All of the following functions must be called after "Py_Initialize()".

Changed in version 3.7: "Py_Initialize()" now initializes the *GIL*
and sets an *attached thread state*.

PyInterpreterState *PyInterpreterState_New()
    * Part of the Stable ABI.*

   Create a new interpreter state object.  An *attached thread state*
   is not needed, but may optionally exist if it is necessary to
   serialize calls to this function.

   Raises an auditing event "cpython.PyInterpreterState_New" with no
   arguments.

void PyInterpreterState_Clear(PyInterpreterState *interp)
    * Part of the Stable ABI.*

   Reset all information in an interpreter state object.  There must
   be an *attached thread state* for the interpreter.

   Raises an auditing event "cpython.PyInterpreterState_Clear" with no
   arguments.

void PyInterpreterState_Delete(PyInterpreterState *interp)
    * Part of the Stable ABI.*

   Destroy an interpreter state object.  There **should not** be an
   *attached thread state* for the target interpreter.

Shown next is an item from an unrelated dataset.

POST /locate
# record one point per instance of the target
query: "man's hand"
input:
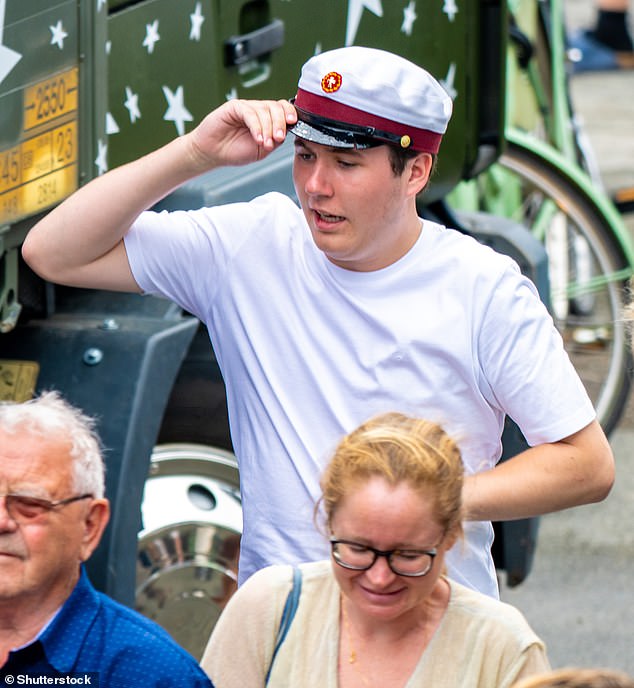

The interpreter
   state must have been reset with a previous call to
   "PyInterpreterState_Clear()".


Advanced debugger support
=========================

These functions are only intended to be used by advanced debugging
tools.

PyInterpreterState *PyInterpreterState_Head()

   Return the interpreter state object at the head of the list of all
   such objects.

PyInterpreterState *PyInterpreterState_Main()

   Return the main interpreter state object.

PyInterpreterState *PyInterpreterState_Next(PyInterpreterState *interp)

   Return the next interpreter state object after *interp* from the
   list of all such objects.

PyThreadState *PyInterpreterState_ThreadHead(PyInterpreterState *interp)

   Return the pointer to the first "PyThreadState" object in the list
   of threads associated with the interpreter *interp*.

PyThreadState *PyThreadState_Next(PyThreadState *tstate)

   Return the next thread state object after *tstate* from the list of
   all such objects belonging to the same "PyInterpreterState" object.